# Document Splitting

In [18]:
import os
import sys
import langchain
from langchain.document_loaders import PyPDFLoader
from dotenv import load_dotenv
import json
from pylatexenc.latexencode import UnicodeToLatexEncoder
import re
from langchain.text_splitter import RecursiveCharacterTextSplitter, CharacterTextSplitter, TokenTextSplitter
import tiktoken

In [2]:
load_dotenv()
TEXTBOOK_DIRECTORY = os.getenv('TEXTBOOK_DIRECTORY')
DATA_DIRECTORY = os.getenv('DATA_DIRECTORY')

## Define Splitter

In [29]:
chunk_size = 521
chunk_overlap = 0

r_splitter = RecursiveCharacterTextSplitter(
    chunk_size=chunk_size,
    chunk_overlap=chunk_overlap
)
c_splitter = CharacterTextSplitter(
    chunk_size=chunk_size,
    chunk_overlap=chunk_overlap
)
t_splitter = TokenTextSplitter(
    chunk_size=chunk_size,
    chunk_overlap=chunk_overlap
)

## Load plain text data

In [51]:
with open('./textbook_config.json') as f:
    textbook_config = json.load(f)

print("Textbooks: ", textbook_config.keys())

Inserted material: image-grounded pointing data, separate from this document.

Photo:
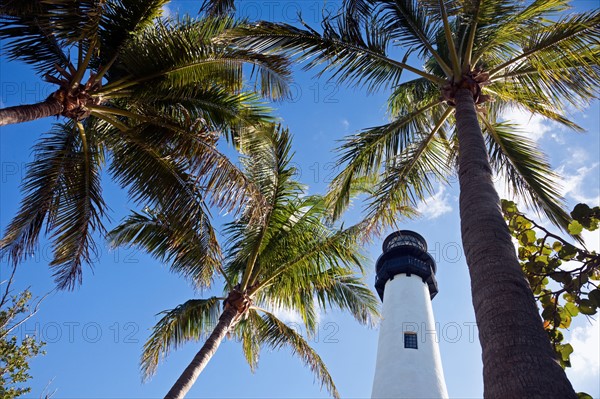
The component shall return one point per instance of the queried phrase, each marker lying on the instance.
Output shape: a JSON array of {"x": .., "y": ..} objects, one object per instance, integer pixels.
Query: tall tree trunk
[
  {"x": 518, "y": 360},
  {"x": 187, "y": 379},
  {"x": 29, "y": 112}
]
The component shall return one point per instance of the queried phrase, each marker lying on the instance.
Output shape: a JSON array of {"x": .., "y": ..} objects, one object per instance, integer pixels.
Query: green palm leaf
[
  {"x": 190, "y": 247},
  {"x": 63, "y": 191},
  {"x": 527, "y": 172},
  {"x": 275, "y": 334}
]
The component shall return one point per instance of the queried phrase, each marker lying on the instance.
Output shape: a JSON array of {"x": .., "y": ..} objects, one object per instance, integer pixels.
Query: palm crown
[
  {"x": 480, "y": 57},
  {"x": 158, "y": 95},
  {"x": 279, "y": 256}
]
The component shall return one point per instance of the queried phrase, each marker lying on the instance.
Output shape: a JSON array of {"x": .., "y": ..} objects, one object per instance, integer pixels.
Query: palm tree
[
  {"x": 279, "y": 255},
  {"x": 479, "y": 58},
  {"x": 158, "y": 95}
]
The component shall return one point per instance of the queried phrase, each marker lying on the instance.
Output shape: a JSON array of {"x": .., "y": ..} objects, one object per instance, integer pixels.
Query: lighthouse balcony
[{"x": 408, "y": 265}]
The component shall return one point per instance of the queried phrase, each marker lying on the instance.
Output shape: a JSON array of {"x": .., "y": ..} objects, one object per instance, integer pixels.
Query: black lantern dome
[{"x": 405, "y": 252}]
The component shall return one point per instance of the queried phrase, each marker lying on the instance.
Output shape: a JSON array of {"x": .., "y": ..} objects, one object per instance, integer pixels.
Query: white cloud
[
  {"x": 345, "y": 123},
  {"x": 436, "y": 205},
  {"x": 573, "y": 184},
  {"x": 532, "y": 126},
  {"x": 585, "y": 365}
]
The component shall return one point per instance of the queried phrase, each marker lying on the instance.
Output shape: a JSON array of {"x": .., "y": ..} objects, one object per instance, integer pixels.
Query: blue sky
[{"x": 95, "y": 334}]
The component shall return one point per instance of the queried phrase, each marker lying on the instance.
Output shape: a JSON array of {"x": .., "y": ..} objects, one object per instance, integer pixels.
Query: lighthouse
[{"x": 408, "y": 357}]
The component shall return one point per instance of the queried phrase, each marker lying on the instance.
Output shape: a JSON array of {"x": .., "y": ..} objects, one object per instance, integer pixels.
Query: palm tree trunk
[
  {"x": 518, "y": 361},
  {"x": 29, "y": 112},
  {"x": 187, "y": 379}
]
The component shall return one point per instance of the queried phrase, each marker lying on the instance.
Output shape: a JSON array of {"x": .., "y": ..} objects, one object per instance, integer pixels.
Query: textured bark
[
  {"x": 29, "y": 112},
  {"x": 518, "y": 360},
  {"x": 187, "y": 379}
]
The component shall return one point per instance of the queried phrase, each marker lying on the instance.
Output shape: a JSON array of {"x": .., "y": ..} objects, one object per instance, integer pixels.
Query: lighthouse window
[{"x": 410, "y": 340}]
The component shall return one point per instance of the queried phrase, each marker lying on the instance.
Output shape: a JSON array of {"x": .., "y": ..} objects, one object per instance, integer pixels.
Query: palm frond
[
  {"x": 63, "y": 192},
  {"x": 366, "y": 153},
  {"x": 409, "y": 177},
  {"x": 121, "y": 21},
  {"x": 218, "y": 7},
  {"x": 24, "y": 27},
  {"x": 353, "y": 59},
  {"x": 275, "y": 334},
  {"x": 190, "y": 247},
  {"x": 176, "y": 54},
  {"x": 189, "y": 321},
  {"x": 527, "y": 172}
]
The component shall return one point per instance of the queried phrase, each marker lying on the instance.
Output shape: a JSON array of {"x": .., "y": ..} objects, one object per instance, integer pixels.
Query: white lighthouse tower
[{"x": 408, "y": 356}]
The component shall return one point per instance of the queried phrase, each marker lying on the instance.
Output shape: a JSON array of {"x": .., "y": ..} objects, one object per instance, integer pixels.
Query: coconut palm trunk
[
  {"x": 29, "y": 112},
  {"x": 187, "y": 379},
  {"x": 519, "y": 351}
]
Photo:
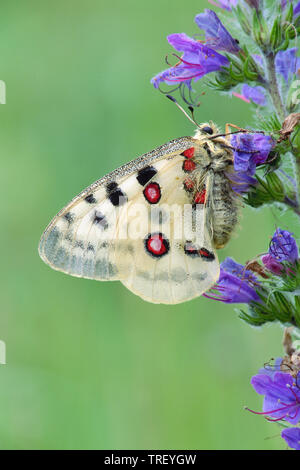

Textbooks:  dict_keys(['Deep Learning', 'Stanford CS229', 'Math for Machine Learning', 'The Elements of Statistical Learning', 'An Introduction to Statistical Learning'])


## Split data into chunks

In [60]:
total_chunks = 0
textbook_chunks = {}

for book_name, book_info in textbook_config.items():
    textbook_chunks[book_name] = {
        "authors": book_info.get("authors", []),
        "year": book_info.get("year", ""),
        "chapters": []
    }
    for chapter in book_info['chapters']:
        for chapter_number, page_range in chapter.items():

            chapter_directory = f'{DATA_DIRECTORY}/{book_name}/{chapter_number}.txt'
            with open(chapter_directory, 'r', encoding='utf-8') as file:
                chapter_content = file.read()
            chunks = t_splitter.split_text(chapter_content)
            total_chunks += len(chunks)

            textbook_chunks[book_name]["chapters"].append({chapter_number: chunks})

print(f"Split the knowledge base into {total_chunks} chunks.")

with open(f'{DATA_DIRECTORY}/chunks.json', 'w', encoding='utf-8') as file:
    json.dump(textbook_chunks, file, ensure_ascii=False, indent=4)

Split the knowledge base into 522 chunks.